Pentaho Data Integration Cookbook (2nd edition)After my review for the newest Pentaho Reporting book, Packt Publishing asked me to write a review for the latest Pentaho Data Integration Cookbook as well, which just came out in December.

Pentaho Data Integration (PDI) is Pentaho’s answer to overpriced and proprietary ETL tools. In a Business Intelligence setting, you use ETL tools like PDI to populate your data warehouse, and outside of that, PDI is a Swiss army knife of tools to move and transform  vast amounts of data virtually from and to any system or format.

María Carina Roldán and Adrián Sergio Pulvirenti already wrote the first edition of the Pentaho Data Integration Cookbook. Maria is a Webdetails fellow and this is her fourth book about Pentaho Data Integration. For this book they are joined by Alex Meadows, from Red Hat, and a long term member of the Pentaho Community.

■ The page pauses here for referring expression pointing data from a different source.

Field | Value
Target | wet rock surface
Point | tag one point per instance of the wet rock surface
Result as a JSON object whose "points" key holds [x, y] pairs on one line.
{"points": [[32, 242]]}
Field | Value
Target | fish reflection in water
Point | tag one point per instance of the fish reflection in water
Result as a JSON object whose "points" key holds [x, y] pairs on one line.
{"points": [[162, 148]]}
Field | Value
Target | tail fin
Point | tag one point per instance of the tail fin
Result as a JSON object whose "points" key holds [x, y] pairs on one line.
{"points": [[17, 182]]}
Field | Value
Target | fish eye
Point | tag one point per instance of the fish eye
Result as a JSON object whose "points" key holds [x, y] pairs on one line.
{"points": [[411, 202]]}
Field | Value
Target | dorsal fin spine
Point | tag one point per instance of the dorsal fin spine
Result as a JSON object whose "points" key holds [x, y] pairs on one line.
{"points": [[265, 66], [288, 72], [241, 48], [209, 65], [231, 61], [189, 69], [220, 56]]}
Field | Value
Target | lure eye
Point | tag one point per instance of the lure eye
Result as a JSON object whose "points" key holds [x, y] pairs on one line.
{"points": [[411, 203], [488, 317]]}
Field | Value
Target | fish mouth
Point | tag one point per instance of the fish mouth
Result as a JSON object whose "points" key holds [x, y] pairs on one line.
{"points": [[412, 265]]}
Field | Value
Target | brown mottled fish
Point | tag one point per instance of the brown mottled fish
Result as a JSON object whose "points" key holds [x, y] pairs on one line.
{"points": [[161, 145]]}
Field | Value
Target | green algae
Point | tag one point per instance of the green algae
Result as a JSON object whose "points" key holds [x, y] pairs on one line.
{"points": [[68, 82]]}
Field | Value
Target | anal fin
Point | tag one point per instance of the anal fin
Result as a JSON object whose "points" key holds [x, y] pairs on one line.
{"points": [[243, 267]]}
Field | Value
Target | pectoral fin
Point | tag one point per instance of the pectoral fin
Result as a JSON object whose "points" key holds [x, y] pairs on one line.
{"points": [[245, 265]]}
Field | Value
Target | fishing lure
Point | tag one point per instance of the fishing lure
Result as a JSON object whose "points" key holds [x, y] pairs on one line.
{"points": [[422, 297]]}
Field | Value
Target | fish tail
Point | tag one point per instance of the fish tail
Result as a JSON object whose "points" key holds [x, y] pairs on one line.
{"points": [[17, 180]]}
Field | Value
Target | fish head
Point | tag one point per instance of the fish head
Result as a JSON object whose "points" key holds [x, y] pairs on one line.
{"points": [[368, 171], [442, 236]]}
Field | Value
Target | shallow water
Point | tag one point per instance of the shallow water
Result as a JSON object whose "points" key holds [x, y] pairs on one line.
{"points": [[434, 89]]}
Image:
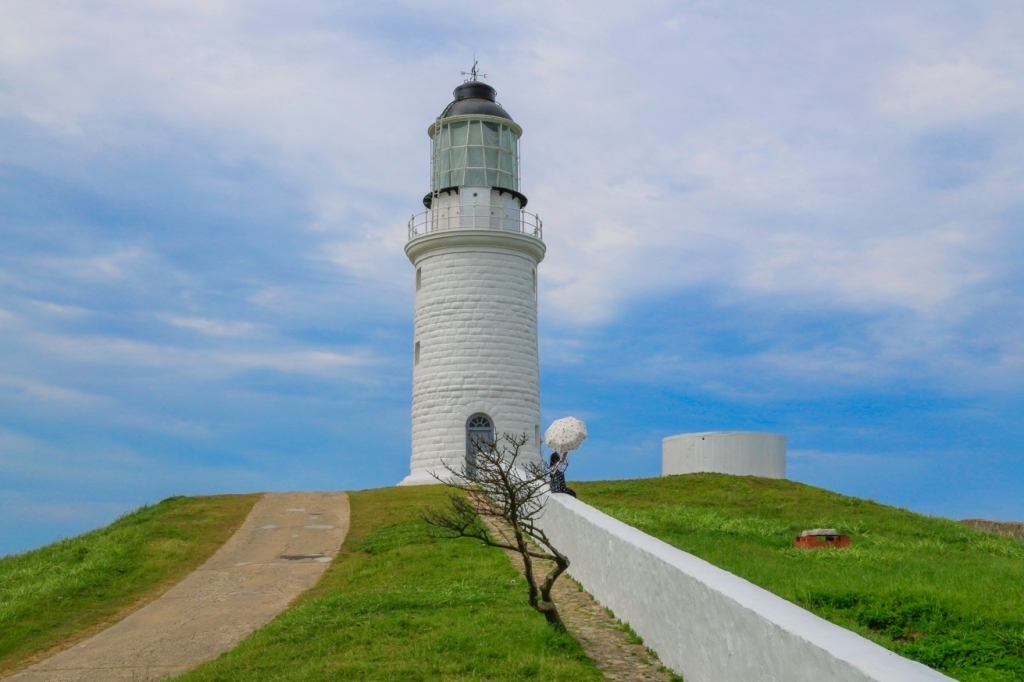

The book provides a very hands-on approach to PDI. True to its title as a cookbook, the book divides all information into handy recipes that show you – in a very practical way – an no fuss example of the problem and solution. All recipes follow the same schema:

  • state the problem,
  • create a transformation or job in PDI to solve the problem,
  • and after that, provide a detailed explanation of what just happened and explain potential pitfalls

The book covers every potential area, from database input and output to text-files, XML and Big-Data access (Hadoop and MongoDB). After the basic Input and Output tasks, the book explores the various flow control and data lookup options PDI offers. It also ventures beyond ordinary ETL tasks by showing how PDI integrates with Pentaho Reporting and the Pentaho BI-Server. If you want it even more advanced than that, the book also covers how to read and manipulate PDI transformations as XML files or read them from databases.

The book’s examples stay simple and practical and when used in conjunction with the downloadable content, are easy to follow. If you worked with ETL tools before or have at least a basic understanding of how to get data in and out of databases and computer systems, you will find this book an valuable companion that answers your questions quickly and completely.

The book is a bit sparse on screen shots, which makes it more difficult to follow the examples without the accompanying downloads. If you run PDI in a non-English environment, I would thus recommend to switch it to English first, so that the label texts align with the books description.

The authors focus on solving practical tasks at hand and keeps that focus through the whole book. For a reference book, this is a perfect set up and I enjoyed the fact that you can jump directly to the correct chapter simply by reading the headings in the Table of Contents.

In conclusion, this book is great for practitioners who need a quick reference guide and need solutions to solve their starting problems with PDI. If you are familiar with ETL from other tools, then this book gets you started in no time at all.

If you are both new to PDI and data warehousing in general, make sure to read this book in conjunction with general introductory books on Data Warehousing or ETL, like Ralph Kimbals The Data Warehouse ETL Toolkit or Matt Caster’s and Roland Bouman’s Pentaho Kettle Solutions.